In the 17th century a fishing community ( Paravas) in Tamil Nadu created the first catamaran. The two hulls of these boats gave stability and balance.


----------



## Pappy (Sep 6, 2021)

See quite a few here in Florida. Also, when we were up north, by the Erie Canal, we would see a few each summer.


----------



## Alligatorob (Sep 6, 2021)

Catamarans are great stable boats.  Charted one in the BVI a few years back, a sailboat.  The charter I went out out of Venice, Louisiana a few months ago was a catamaran, made it much more able to get out to the tuna, picture below.


----------



## RubyK (Sep 6, 2021)

Thanks for the pictures. I never knew what a _Catamaran_ looked like.

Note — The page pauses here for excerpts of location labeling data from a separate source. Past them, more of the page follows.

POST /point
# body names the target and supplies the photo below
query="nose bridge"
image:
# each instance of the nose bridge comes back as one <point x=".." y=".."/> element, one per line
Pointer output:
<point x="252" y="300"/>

A sailing _catamaran_ would be fun @Alligatorob and less work.
​


----------



## Kaila (Sep 6, 2021)

Shero said:


> In the 17th century a fishing community ( Paravas) in Tamil Nadu created the first catamaran. The two hulls of these boats gave stability and balance.


Is that in India?


----------



## Shero (Sep 6, 2021)

Kaila said:


> Is that in India?


Yes Kaila, in South India


----------